UCSF

Traumatic brain injury (TBI) affects 69 million people worldwide each year and is associated with many adverse health outcomes. But we still don’t fully understand which cells or circuits in the brain are chronically disrupted by TBI, or how to prevent or treat these outcomes. TBI-related health outcomes likely reflect secondary injuries that arise over the long term as consequences of the initial impact. In Chapters 2 and 3, we investigate the secondary injury processes that develop in the corticothalamic circuit, using a mouse model of mild injury that only directly injures the cortex. In Chapter 2, we identify which intrinsic, synaptic, and bulk cortical properties in the peri-injured cortex and the functionally connected thalamus are chronically altered by TBI, using electrophysiological recordings approaches. We also explore the role of the C1q complement pathway in TBI, and we find that blocking C1q reduces inflammation and neuronal loss in the corticothalamic circuit.
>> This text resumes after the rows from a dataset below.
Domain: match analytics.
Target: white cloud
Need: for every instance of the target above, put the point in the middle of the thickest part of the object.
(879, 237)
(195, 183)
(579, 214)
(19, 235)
In Chapter 3, we test the chronic effects of a novel small molecule therapeutic that reprograms astrocyte transcriptional states on outcomes such as inflammation and seizure susceptibility after TBI. In Chapter 4, we explore the fundamental properties of working memory, a cognitive function that involves the prefrontal cortex. Working memory is one of many cognitive functions known to be disrupted in TBI but before we study this function in the context of disease, we first dive into the basic intrinsic properties of neurons that underlie working memory. Studying the cellular and circuit mechanisms of both basic cognitive functions such as working memory and chronic disease processes such as TBI will help to identify new targets and therapeutic treatments for TBI-related health outcomes.